Thursday, September 5, 2019

We need to talk more about WeWork.

God knows, we've said our share of mean things about Uber and Lyft and Netflix and Tesla, but for all of the confusion and myth-making that drove those valuations to their current sky high values, even I have to admit that there was at least the possibility of the promise of something big behind each of those companies. The rise of the smartphone made new models of personal transportation possible. We can argue whether the dominant business model will be all-you-can-stream or a la carte or heavily tiered or advertiser-driven, but there is little question that more and more video viewing will be done online. The future of cars is both electric and autonomous.

By comparison, you almost have to admire the pure distilled bullshit of WeWork.
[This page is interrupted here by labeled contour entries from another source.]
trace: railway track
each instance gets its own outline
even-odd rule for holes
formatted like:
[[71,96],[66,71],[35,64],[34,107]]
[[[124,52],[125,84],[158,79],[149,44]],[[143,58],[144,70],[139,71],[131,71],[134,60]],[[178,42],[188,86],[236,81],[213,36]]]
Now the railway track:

There is nothing to ground this business model, no recent or even promised technological advance, no big innovation, nothing but the CEO babble and Ted Talk happy speak so in vogue in Silicon Valley these days.

Here via Brad Delong, Ben Thompson spells out the inevitable corruption and self-dealing that goes with this sort of scam.
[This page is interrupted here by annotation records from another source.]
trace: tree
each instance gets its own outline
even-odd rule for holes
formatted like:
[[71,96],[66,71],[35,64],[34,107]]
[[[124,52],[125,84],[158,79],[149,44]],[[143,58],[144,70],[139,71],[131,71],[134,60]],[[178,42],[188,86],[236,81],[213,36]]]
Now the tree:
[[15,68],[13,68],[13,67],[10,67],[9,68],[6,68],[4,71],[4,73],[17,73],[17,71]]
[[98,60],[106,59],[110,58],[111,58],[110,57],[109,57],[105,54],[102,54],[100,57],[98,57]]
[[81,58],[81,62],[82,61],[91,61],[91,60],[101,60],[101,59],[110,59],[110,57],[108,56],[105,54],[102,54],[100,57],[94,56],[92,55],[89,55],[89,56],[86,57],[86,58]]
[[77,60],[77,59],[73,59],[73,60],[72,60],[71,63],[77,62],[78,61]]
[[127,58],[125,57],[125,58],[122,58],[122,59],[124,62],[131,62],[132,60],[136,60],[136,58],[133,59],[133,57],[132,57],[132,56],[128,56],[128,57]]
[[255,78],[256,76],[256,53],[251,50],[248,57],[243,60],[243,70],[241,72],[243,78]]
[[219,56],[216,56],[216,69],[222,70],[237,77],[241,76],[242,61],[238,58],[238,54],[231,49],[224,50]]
The tech industry generally speaking is hardly a model for good corporate governance, but WeWork takes the absurdity an entirely different level. For example: WeWork paid its own CEO, Adam Neumann, $5.9 million for the 'We' trademark.... WeWork previously gave Neumann loans to buy properties that WeWork then rented. WeWork has hired several of Neumann’s relatives, and Neumann’s wife would be one of three members of a committee tasked to replace Neumann if he were to die or become permanently disabled over the next decade. Neumann has three different types of shares that guarantee him majority voting power.... Neumann has already reportedly cashed out 700 million of his holdings via sales and loans. Everything taken together hints at a completely unaccountable executive looting a company that is running as quickly as it can from massive losses that may very well be fatal whenever the next recession hits.... The WeWork bull case and bear case... both are the logical conclusion of effectively unlimited capital. The bull case is that WeWork has seized the opportunity presented by that capital to make a credible play to be the office of choice for companies all over the world, effectively intermediating and commoditizing traditional landlords. It is utterly audacious, and for that reason free of competition. The bear case, meanwhile, is that unlimited capital has resulted in a complete lack of accountability and a predictable litany of abuses, both in terms of corporate risk-taking and personal rent-seeking...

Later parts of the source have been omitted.